The theoretical effects of auroral activity on thermospheric tides during equinox solar cycle minimum are investigated using simulations from the National Center for Atmospheric Research thermosphere‐ionosphere general circulation model. One set of model runs examined the effects of increasing levels of geomagnetic activity on the neutral horizontal winds and temperatures. A second set of model runs examined the generation of diurnal and semidiurnal waves in the neutral horizontal winds and temperatures by solar forcing, auroral forcing, and waves propagating vertically from the lower atmosphere. The model simulations were made for four levels of geomagnetic activity, parameterized principally by the total hemispheric power index and the potential drop across the polar cap. The resulting neutral horizontal wind and temperature fields were examined at geographic latitudes of 17.5°N, 42.5°N, and 67.5°N at 70°W longitude. The modeled response to the level of geomagnetic activity varies with altitude and latitude: the effects tend to maximize at high altitudes and high latitudes and penetrate lower in altitude as geomagnetic activity increases. The simulated mean temperatures increase and the mean winds become more southward and westward at all latitudes with increasing auroral activity. In the upper thermosphere, the model diurnal temperature amplitudes decrease with increasing activity, while the diurnal meridional wind amplitudes increase.
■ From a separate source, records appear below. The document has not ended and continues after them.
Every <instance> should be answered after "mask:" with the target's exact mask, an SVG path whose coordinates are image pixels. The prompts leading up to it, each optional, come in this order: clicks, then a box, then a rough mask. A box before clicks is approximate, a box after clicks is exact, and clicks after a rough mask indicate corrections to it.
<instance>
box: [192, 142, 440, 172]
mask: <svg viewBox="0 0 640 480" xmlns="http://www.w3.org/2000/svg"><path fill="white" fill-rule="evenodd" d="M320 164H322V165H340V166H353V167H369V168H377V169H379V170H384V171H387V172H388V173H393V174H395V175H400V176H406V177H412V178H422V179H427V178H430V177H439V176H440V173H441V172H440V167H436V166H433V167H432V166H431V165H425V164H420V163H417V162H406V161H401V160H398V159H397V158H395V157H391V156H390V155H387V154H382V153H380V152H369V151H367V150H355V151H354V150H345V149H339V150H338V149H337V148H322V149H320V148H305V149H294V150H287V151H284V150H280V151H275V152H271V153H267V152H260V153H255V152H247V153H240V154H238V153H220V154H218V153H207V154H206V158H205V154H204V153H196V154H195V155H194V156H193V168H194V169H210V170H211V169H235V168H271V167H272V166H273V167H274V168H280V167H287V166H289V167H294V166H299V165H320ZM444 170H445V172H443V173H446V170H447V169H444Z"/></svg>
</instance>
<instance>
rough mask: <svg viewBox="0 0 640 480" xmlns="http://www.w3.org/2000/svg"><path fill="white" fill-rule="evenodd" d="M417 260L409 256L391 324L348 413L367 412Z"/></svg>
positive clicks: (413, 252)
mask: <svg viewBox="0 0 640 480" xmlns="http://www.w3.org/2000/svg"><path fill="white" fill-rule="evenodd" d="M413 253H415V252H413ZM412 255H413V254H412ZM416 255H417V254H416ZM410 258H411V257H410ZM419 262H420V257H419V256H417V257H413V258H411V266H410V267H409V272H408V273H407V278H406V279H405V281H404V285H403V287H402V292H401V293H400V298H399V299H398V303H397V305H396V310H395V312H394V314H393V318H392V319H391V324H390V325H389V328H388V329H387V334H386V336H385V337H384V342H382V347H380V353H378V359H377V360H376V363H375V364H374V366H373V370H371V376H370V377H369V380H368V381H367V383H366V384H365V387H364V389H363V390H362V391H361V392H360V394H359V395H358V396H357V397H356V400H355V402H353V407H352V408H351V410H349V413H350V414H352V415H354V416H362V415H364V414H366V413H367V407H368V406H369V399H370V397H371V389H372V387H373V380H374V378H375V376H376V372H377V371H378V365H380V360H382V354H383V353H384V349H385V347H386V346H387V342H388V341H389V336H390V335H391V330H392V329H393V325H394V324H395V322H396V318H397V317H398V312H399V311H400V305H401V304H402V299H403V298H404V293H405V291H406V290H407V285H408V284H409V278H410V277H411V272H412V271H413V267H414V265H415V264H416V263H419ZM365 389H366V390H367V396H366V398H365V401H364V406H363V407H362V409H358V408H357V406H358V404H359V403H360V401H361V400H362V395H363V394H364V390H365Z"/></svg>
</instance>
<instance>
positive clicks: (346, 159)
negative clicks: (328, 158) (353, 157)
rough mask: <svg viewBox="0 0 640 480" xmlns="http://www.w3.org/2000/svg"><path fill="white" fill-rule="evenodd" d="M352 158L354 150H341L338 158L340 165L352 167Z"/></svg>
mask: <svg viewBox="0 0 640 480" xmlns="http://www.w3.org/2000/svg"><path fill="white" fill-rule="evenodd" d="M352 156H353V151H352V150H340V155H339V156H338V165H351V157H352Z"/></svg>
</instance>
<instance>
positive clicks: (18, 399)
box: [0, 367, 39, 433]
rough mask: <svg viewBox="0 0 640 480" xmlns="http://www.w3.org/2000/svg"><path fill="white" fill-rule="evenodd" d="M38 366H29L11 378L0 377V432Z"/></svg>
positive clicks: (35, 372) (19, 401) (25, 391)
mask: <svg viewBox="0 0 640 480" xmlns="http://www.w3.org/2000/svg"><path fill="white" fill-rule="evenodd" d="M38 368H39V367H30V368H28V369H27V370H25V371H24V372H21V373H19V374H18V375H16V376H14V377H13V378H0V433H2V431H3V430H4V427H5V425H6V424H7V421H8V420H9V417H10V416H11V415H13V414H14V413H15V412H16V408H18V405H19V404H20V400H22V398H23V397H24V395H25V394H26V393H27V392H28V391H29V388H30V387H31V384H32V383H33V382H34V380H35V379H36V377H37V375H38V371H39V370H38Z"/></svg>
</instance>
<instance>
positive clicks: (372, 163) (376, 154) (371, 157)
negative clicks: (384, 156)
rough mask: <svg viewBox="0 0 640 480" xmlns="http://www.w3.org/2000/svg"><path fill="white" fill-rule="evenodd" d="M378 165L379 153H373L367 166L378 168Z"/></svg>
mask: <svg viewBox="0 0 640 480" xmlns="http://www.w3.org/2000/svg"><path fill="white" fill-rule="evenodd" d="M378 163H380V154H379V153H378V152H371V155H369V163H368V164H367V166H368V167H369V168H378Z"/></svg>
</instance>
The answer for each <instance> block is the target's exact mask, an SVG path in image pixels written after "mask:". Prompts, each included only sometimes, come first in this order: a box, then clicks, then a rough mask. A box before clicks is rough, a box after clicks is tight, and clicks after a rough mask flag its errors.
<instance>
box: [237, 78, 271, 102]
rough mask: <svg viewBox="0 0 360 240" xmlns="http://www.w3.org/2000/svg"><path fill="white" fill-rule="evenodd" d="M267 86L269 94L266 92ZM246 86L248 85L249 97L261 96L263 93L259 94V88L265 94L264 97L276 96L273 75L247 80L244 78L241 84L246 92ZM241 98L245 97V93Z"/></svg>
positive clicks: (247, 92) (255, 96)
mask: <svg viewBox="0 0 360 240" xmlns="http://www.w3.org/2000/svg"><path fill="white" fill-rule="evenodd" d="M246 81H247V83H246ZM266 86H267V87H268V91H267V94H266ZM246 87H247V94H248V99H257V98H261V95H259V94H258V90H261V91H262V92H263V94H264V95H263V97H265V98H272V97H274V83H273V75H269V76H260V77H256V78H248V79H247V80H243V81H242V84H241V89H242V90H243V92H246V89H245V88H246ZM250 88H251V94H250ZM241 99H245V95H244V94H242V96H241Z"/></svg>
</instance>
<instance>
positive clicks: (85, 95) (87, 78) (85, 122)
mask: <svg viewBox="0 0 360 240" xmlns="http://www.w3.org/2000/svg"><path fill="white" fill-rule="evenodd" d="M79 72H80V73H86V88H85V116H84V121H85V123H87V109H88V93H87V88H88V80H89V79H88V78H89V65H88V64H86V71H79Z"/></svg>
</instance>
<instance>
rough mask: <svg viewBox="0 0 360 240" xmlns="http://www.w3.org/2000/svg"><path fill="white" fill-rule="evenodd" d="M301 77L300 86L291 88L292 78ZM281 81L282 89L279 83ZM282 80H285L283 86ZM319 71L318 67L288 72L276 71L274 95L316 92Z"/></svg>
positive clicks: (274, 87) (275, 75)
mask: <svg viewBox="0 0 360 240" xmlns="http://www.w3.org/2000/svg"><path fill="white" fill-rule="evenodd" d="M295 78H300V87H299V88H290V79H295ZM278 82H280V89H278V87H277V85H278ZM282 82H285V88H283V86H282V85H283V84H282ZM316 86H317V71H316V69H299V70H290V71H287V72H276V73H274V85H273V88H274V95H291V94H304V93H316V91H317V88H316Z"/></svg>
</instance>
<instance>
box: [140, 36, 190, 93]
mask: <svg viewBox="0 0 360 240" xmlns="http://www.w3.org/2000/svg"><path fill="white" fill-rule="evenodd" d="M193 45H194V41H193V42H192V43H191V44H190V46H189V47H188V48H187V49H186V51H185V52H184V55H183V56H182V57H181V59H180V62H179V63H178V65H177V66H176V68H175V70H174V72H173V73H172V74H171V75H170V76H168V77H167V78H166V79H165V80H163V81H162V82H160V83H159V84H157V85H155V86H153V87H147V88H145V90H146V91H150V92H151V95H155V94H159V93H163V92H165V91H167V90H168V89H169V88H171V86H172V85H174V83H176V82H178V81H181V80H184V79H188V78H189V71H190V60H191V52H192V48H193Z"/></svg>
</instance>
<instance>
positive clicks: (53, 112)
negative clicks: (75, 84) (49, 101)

The modeled semidiurnal winds are strongly affected by the level of geomagnetic activity, while the semidiurnal temperatures are not. Small but discernible effects are predicted at low latitudes. Analysis of the second set of model simulations focusing on the generation of the tidal waves indicates that the tidal response to auroral activity is largely determined by the interference between the waves due to upward propagating tides and in situ solar forcing and those generated by the auroral momentum and energy sources. Depending on location, the waves forced by these sources may have comparable amplitudes but different phases or may be dominated by one source. Thus at high latitudes the wave response is largely driven by the auroral sources; at low latitudes the upward propagating tides dominate. At midlatitudes, complex tidal structures are predicted, since all sources contribute.